La lunga storia dei marvel-movies ha insegnato a prendere con le molle i giudizi del primo minuto. La consegna della fase produttiva nelle mani della casa editrice ha inculcato anche nello spettatore cinematografico una sensazione ben nota al lettore dei comic-book. L’immediata percezione di appagamento non deve essere mai definitiva ma deve evaporare in tempo per il numero del mese successivo. Civil War si attiene coscienziosamente a questa logica anche se la dilata alla pratica di alcuni memorabili king-size annual.

La distanza ravvicinata con Batman V Superman di Zack Snyder offre un’occasione sia per valutare le conseguenze di questo approccio sia per ribadire che il marvel-movie è un genere a parte rispetto a quello più esteso dell’adattamento dei fumetti. La casa editrice ha un interesse formale che si limita alla stesura di un orizzonte omogeneo nel quale poter inserire a proprio piacimento il catalogo dei suoi personaggi.
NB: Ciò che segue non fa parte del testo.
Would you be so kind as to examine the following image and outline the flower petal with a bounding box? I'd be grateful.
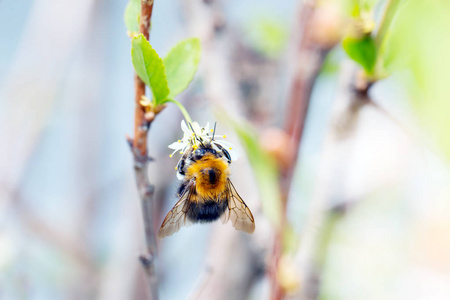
[181,120,191,137]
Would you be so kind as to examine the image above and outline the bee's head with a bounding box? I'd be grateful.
[192,144,217,160]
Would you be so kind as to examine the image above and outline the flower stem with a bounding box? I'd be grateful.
[167,99,192,124]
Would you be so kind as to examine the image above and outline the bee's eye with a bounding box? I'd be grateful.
[222,148,231,163]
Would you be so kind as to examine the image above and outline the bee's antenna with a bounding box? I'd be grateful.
[188,123,205,147]
[211,121,217,141]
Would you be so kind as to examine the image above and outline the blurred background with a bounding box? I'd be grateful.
[0,0,450,300]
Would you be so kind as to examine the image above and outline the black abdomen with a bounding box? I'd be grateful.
[187,200,228,223]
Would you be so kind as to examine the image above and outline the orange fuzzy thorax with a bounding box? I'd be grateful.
[186,154,229,201]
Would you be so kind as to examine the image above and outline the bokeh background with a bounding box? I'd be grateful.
[0,0,450,300]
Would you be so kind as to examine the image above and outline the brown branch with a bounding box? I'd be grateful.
[128,0,158,300]
[269,1,334,300]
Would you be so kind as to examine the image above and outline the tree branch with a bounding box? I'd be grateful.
[128,0,158,300]
[269,1,334,299]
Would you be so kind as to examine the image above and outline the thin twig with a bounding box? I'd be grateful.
[269,1,329,299]
[128,0,158,300]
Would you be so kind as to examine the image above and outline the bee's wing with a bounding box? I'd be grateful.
[158,182,195,239]
[220,179,255,233]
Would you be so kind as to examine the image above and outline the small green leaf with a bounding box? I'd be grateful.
[131,34,169,105]
[342,35,377,75]
[123,0,141,35]
[230,120,281,227]
[164,38,201,98]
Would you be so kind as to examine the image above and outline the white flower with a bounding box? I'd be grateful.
[169,120,239,161]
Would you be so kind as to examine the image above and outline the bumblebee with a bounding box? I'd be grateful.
[158,125,255,238]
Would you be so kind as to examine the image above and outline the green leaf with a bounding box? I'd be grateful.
[131,34,169,105]
[230,120,281,227]
[342,35,377,75]
[123,0,141,35]
[164,38,201,98]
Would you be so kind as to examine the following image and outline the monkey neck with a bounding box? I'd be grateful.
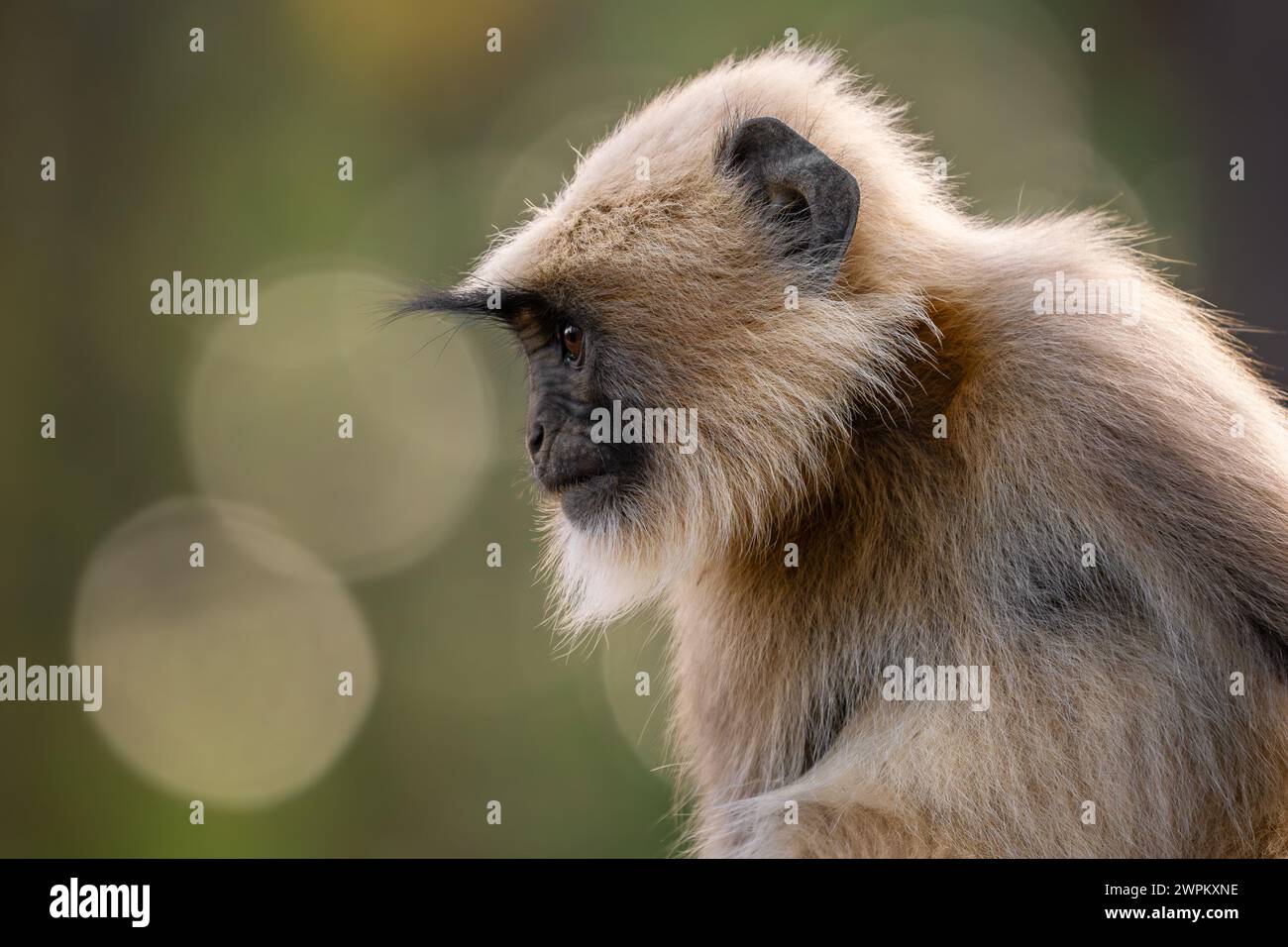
[673,308,975,802]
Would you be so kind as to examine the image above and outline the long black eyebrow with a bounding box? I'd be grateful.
[385,284,551,325]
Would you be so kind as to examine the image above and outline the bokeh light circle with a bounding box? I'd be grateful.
[72,498,377,808]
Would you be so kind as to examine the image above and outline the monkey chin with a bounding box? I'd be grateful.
[558,473,623,533]
[540,489,667,639]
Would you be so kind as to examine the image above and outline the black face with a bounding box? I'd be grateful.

L’evoluzione futura dei suoi film raramente proporrà un cambio di tonalità analogo a quello che si è verificato nel passaggio da Man of Steel a Dawn of Justice. La possibilità di avere due scenari completamente differenti come quello di Metropolis e quello di Gotham City viene scartata come un rischio inutile. I supereroi della Marvel si muovono attraverso diverse città del mondo che si assomigliano tutte nonostante la loro collocazione geografica.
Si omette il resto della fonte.